By Cynthia Johnston
CAIRO, Sept 25 (Reuters) - One of Egypt’s most prominent political dissidents said on Tuesday that foreign donor aid to Cairo should depend on U.S. ally Egypt granting greater political freedoms.
Sociologist Saadeddin Ibrahim said he was lobbying Washington and the European Union to demand progress toward more judicial independence, greater media and civil society freedoms, and internationally supervised elections in exchange for aid.
He also wants to see an end to emergency laws put in place after the 1981 assassination of President Anwar Sadat.
"All of the aid should be conditioned on benchmarks and a roadmap for democratic reform in Egypt," he told Reuters by telephone from Doha, the Qatari capital. Ibrahim has been abroad for the past four months and said he feared arrest at home.
"My agenda is reform and democratisation of my country. I want everything done to bring about that objective."
Ibrahim’s remarks came as Egypt faced sudden U.S. fire over setbacks to press freedom and civil society.
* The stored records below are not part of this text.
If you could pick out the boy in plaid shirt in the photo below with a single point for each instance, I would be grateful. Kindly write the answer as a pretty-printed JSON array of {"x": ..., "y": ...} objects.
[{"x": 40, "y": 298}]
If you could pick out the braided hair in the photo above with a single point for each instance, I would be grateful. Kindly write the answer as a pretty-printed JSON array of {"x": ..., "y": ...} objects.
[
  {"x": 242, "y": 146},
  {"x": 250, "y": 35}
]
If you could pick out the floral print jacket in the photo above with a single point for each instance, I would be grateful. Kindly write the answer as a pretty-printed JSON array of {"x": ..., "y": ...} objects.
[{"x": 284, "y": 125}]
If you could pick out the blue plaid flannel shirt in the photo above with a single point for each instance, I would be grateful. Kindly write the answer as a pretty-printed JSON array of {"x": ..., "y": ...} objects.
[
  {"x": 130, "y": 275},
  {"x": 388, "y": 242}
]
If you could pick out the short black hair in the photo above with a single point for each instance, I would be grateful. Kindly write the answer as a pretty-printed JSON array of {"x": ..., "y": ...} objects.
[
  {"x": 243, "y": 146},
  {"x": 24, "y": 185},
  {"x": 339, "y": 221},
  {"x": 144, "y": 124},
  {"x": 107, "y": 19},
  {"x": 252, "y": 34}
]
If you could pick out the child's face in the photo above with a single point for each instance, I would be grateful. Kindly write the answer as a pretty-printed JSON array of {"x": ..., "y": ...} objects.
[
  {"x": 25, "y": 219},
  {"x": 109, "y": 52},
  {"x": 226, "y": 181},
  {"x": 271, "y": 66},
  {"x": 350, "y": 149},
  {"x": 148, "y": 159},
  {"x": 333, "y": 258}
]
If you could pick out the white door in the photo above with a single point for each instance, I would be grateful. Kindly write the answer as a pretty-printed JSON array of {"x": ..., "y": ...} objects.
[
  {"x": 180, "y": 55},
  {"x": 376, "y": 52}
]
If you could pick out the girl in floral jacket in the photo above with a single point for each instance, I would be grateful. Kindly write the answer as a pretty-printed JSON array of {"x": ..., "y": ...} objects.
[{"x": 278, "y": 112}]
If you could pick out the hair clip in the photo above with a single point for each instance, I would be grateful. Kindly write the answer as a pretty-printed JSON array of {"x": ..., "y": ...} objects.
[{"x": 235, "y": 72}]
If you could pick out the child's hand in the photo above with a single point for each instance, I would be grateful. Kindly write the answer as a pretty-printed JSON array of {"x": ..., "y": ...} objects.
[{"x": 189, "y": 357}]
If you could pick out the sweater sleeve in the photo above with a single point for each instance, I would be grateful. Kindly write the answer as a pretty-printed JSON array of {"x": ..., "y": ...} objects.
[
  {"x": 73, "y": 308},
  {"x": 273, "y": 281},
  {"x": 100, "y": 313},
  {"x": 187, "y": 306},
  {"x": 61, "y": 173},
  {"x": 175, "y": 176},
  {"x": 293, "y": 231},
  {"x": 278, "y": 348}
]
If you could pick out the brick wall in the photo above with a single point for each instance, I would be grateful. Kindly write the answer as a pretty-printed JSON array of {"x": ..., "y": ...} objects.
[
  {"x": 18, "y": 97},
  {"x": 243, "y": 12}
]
A White House spokeswoman said on Monday that recent steps by the authorities "appear to contradict the Egyptian government’s stated commitment to expand democratic rights".
Over the past month, Egypt has forcibly closed a human rights group that aided torture victims and sentenced seven journalists to jail over their work, including four convicted of defaming President Hosni Mubarak.
Ibrahim, a U.S.-Egyptian dual citizen who met U.S. President George W. Bush in Prague in June as part of a group of dissidents from around the world, said he believed Washington had been trying to press Egypt on reforms "informally behind closed doors", but that Egypt misread the signals.
Still, he said, the rare U.S. public criticism of its Arab ally was coming "pretty late". An Egyptian Foreign Ministry spokesman was not immediately available for comment.
Ibrahim, who was imprisoned in 2002 on charges including damaging Egypt’s reputation abroad, said he again faced possible arrest should he return to Cairo as old accusations against him were revived, this time in the form of private legal complaints.
"My lawyers have advised me not to come back because there are nine filed requests with the attorney general in Egypt to investigate me," he said, adding he had no immediate plans to return to Egypt.
He said he believed the complaints, which he said were brought by members of the ruling party, were filed partly in response to his campaign to press the United States over aid to Egypt. Egypt is among the top recipients of U.S. foreign aid, receiving nearly $2 billion a year.
But the U.S. Congress has considered a bill that would hold back $200 million in military funds for Egypt unless it takes steps on reforms. Cairo views the proposal as interference in its domestic affairs.
Analysts say waning U.S. public pressure on Egypt has given the state a freer hand over the past year to act against critics in the run-up to an eventual transition of power from Mubarak, who, at 79, has been in power for a quarter of a century.
The most obvious successor is Mubarak’s 43-year-old son Gamal, although he denies having presidential ambitions.